After Biglione pled guilty, earning a suspended sentence, he landed a top corporate-security job outside of Detroit. Not every day an ex-FBI agent lands in Bloomfield Hills, even one with a felony on his sheet. If G. Gordon Liddy got to host his own syndicated talk radio show and own a countersurveillance firm, what was stopping a small fry like Kirk Biglione from becoming a full corporate potato?

“How does he help us?” David asked, though what he actually meant was, How does he help me?

“He needs to go down,” Matthew said, “but before that happens, he’s the one guy who’d know where your wife and kid are. Half his job was probably coordinating with the U.S. Marshals on shit like this.”

“How do you intend to get information from him?”

Matthew said, “One toe at a time.”

“You ever torture someone before?”

“No. I’ve only recently become a criminal.”

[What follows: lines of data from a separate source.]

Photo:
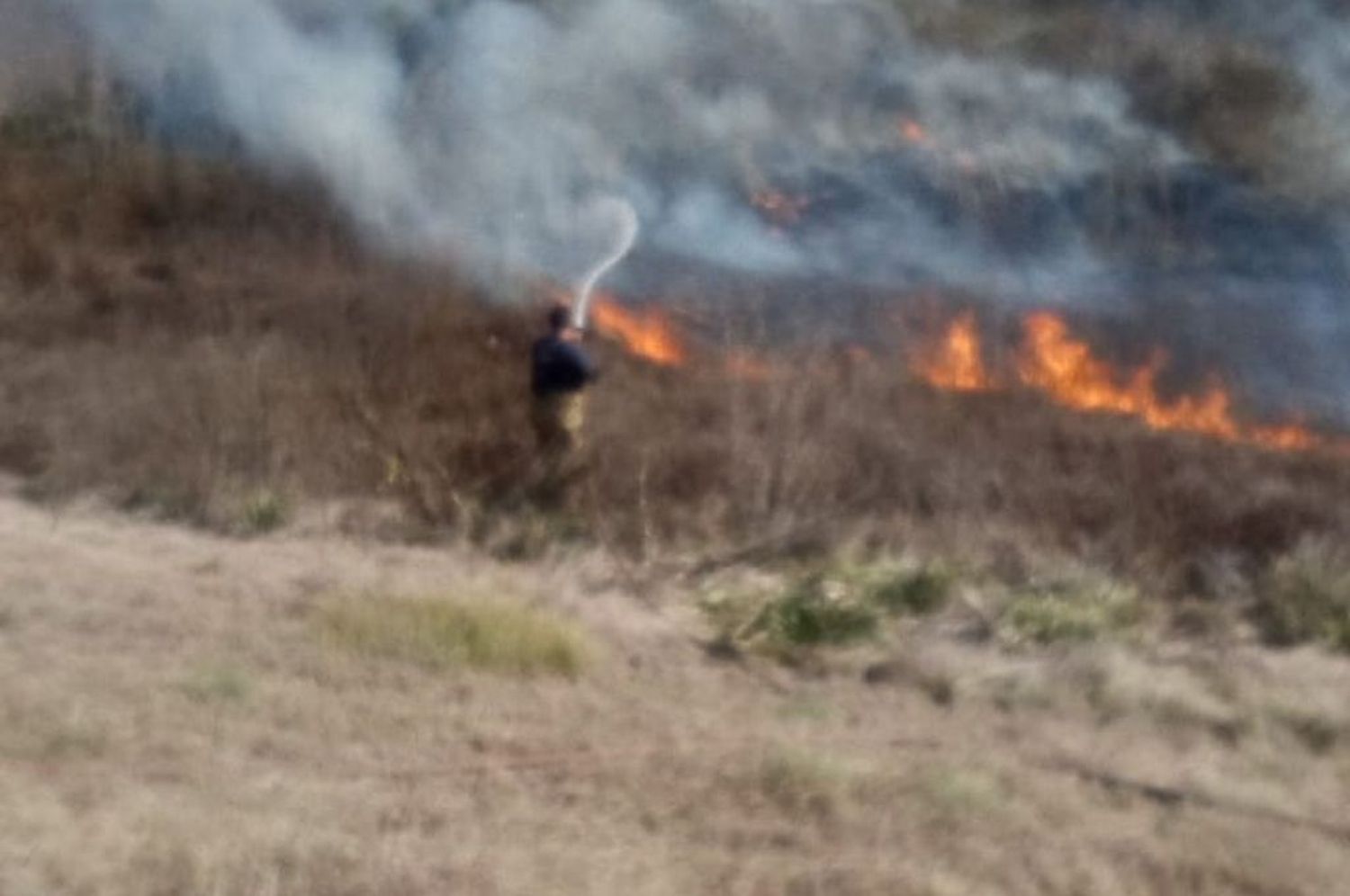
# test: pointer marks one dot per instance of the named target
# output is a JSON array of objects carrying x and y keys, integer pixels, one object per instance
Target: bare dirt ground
[{"x": 173, "y": 722}]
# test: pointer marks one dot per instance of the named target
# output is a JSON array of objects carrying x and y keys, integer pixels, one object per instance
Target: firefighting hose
[{"x": 626, "y": 218}]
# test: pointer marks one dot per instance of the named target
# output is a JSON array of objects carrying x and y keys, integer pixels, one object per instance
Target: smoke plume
[{"x": 796, "y": 139}]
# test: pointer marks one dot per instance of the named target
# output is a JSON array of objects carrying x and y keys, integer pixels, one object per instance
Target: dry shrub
[{"x": 159, "y": 367}]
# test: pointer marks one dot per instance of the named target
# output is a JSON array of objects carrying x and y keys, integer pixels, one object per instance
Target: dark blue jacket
[{"x": 559, "y": 366}]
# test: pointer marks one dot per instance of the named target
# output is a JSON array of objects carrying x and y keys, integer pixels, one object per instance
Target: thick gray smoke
[
  {"x": 481, "y": 129},
  {"x": 806, "y": 142}
]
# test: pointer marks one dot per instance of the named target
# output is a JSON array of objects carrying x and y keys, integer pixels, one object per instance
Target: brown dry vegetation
[
  {"x": 177, "y": 717},
  {"x": 185, "y": 339},
  {"x": 186, "y": 712}
]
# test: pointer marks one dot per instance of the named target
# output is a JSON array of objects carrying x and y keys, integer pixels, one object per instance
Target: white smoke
[{"x": 481, "y": 129}]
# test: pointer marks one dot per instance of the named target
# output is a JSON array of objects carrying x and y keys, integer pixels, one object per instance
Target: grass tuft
[
  {"x": 1083, "y": 613},
  {"x": 1307, "y": 598},
  {"x": 442, "y": 633},
  {"x": 264, "y": 512}
]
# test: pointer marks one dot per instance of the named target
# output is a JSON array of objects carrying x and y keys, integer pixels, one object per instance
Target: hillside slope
[{"x": 173, "y": 720}]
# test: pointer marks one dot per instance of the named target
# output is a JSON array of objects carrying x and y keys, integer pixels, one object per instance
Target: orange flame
[
  {"x": 1055, "y": 362},
  {"x": 914, "y": 132},
  {"x": 647, "y": 334},
  {"x": 780, "y": 208},
  {"x": 956, "y": 363}
]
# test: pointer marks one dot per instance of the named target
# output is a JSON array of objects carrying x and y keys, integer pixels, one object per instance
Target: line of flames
[
  {"x": 1056, "y": 363},
  {"x": 1049, "y": 359}
]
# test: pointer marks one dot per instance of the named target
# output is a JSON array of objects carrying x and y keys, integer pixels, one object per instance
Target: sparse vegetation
[
  {"x": 264, "y": 512},
  {"x": 1069, "y": 613},
  {"x": 443, "y": 633},
  {"x": 373, "y": 742},
  {"x": 1307, "y": 598},
  {"x": 218, "y": 683}
]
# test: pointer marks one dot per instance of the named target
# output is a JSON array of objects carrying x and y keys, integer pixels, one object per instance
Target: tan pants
[{"x": 558, "y": 423}]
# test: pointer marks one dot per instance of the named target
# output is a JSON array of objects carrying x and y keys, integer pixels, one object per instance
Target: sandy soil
[{"x": 172, "y": 722}]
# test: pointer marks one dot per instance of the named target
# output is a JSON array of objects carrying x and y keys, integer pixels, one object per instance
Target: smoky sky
[{"x": 480, "y": 131}]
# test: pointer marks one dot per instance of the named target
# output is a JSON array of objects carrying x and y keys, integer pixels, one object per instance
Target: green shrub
[
  {"x": 264, "y": 512},
  {"x": 440, "y": 633},
  {"x": 1068, "y": 614},
  {"x": 909, "y": 591},
  {"x": 1306, "y": 596}
]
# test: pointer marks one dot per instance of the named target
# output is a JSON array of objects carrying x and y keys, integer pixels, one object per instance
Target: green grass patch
[
  {"x": 907, "y": 590},
  {"x": 265, "y": 510},
  {"x": 218, "y": 683},
  {"x": 837, "y": 606},
  {"x": 1071, "y": 613},
  {"x": 1306, "y": 598},
  {"x": 442, "y": 633}
]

“It’s messy and it’s time-consuming.”

“You have a better idea?” Matthew said.

“Drug him,” David said. “Get whatever you can out of him, then kill him.”

“Just like that.”

“Just like that,” David said. “He’s not giving up nuclear codes. He’s giving up possible safe houses to someone he believes is going to kill people he’d like to see dead. Because if my wife is in a safe house, she’s giving up information, right?”

“Right.”

“You could probably give him a Hershey bar and he’d tell you, if he’s worried my wife will have something on him.”

“Does she?”

David thought about that for a moment. By the time they were together, all she might have heard was that Kirk Biglione was crooked in a good way. She wouldn’t have a negative view of the man that had kept her husband and her friends’ husbands out of prison. She’d surely seen the news reports about the trial and how the FBI faked Sal’s death, but that was all public record. She didn’t have anything new.

“No,” David said.

Matthew nodded his head, exhaled hard, like he’d been relieved of some pressing burden. “Kirk Biglione doesn’t exist,” he said, “my sister is alive.”

“That kind of thinking will fuck you up,” David said. “Kirk Biglione dies, your sister doesn’t rematerialize. Vengeance is never as sweet as you think it will be.”

“Kirk Biglione doesn’t exist,” Matthew said, “I’m not hunting you down for the rest of your life, either.”

“Won’t happen,” David said. “Time comes, I won’t make it hard on you. I’ll let you down easy.”

“Could be sooner than you think.”

David poured himself more scotch then put the cork back into the bottle, pushed it toward Matthew. “Find my family, get your vengeance, give me a day head start, and we’re square. You end up bringing me in, you have my word I’ll exonerate you on everything.”

“And what if you won’t come alive?”

“What if you won’t?”

Matthew thought about that. “I’ll take a notarized letter. On Temple stationery.”

“You’re a crazy motherfucker,” David said, but it actually made some sense. He started to head inside.

“What about your bottle?” Matthew asked.

“All yours,” David said. “For your service.”